Okay… so, when The Dolby Sound Challenge, was going around, it was actually at a very hectic, busy point in that year end for me and while there’s no shortage of ideas at Lunacraft it was all about time and money. Lauren and Carol, were like “we need to do something for Dolby” and we had to think about it. We had about three weeks until the deadline and I was like, “we’ve got nothing” you know what I mean? “I can’t really think of anything at the moment. I’m not too sure if we can actually do it?” They were adamant to at least have a crack at it and so I was just like, “okay, well I’ll think of something” But it was Carol who came to me with the idea, she had this concept about following a character and her journey but then only realising at the end that she was deaf and that concept intrigued me because it’s a sound competition, you know? It got me really thinking.
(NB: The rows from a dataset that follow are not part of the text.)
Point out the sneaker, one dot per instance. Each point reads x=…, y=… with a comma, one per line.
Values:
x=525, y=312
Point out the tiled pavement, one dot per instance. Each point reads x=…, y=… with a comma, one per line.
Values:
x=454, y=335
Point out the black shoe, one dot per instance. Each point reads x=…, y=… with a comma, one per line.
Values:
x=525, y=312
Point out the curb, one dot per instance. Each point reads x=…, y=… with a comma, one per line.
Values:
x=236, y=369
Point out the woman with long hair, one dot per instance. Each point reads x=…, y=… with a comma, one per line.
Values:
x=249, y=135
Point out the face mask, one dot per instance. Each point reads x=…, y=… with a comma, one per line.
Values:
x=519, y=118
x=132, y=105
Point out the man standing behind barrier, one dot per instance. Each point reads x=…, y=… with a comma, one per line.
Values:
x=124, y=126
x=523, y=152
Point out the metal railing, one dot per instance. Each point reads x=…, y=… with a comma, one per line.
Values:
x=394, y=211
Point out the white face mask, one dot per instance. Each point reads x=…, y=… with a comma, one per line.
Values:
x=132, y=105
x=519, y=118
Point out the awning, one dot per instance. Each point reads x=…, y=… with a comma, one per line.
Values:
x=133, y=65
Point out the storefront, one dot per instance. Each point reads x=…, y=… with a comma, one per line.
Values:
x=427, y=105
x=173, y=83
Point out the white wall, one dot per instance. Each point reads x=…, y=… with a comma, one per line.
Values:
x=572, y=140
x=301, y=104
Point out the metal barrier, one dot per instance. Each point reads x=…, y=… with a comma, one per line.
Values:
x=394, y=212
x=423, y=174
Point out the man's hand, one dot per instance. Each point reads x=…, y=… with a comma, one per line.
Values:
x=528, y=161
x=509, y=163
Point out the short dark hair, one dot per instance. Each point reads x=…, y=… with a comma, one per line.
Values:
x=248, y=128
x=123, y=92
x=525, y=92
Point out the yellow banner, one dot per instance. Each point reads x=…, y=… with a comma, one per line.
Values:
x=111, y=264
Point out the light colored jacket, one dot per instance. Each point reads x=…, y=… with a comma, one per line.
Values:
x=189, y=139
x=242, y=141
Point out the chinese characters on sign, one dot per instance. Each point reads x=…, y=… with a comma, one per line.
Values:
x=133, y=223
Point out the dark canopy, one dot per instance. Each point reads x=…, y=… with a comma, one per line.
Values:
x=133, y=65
I have a big love affair with the old, golden age of Hollywood, you know? The romanticism of that period, musicals and movies like Breakfast at Tiffany’s. So that kind of inspired me to make a short where we follow a girl, new to the city and in love with all the sights and sounds around her and everything. When the girl gets to where she’s meant to be, to meet -- her boyfriend, she realises for a minute that she got there too late, and that’s when he surprises her and she turns, he says ‘Sorry I’m late’ and then, staying true to Carol’s idea, she responds in sign language. I wanted it to be this whole thing of “oh, she’s deaf” so everything that we were hearing before, wasn’t literally what she was hearing but what she was feeling, you know? And that’s why some of the sounds that you hear are slightly exaggerated or even metaphorical.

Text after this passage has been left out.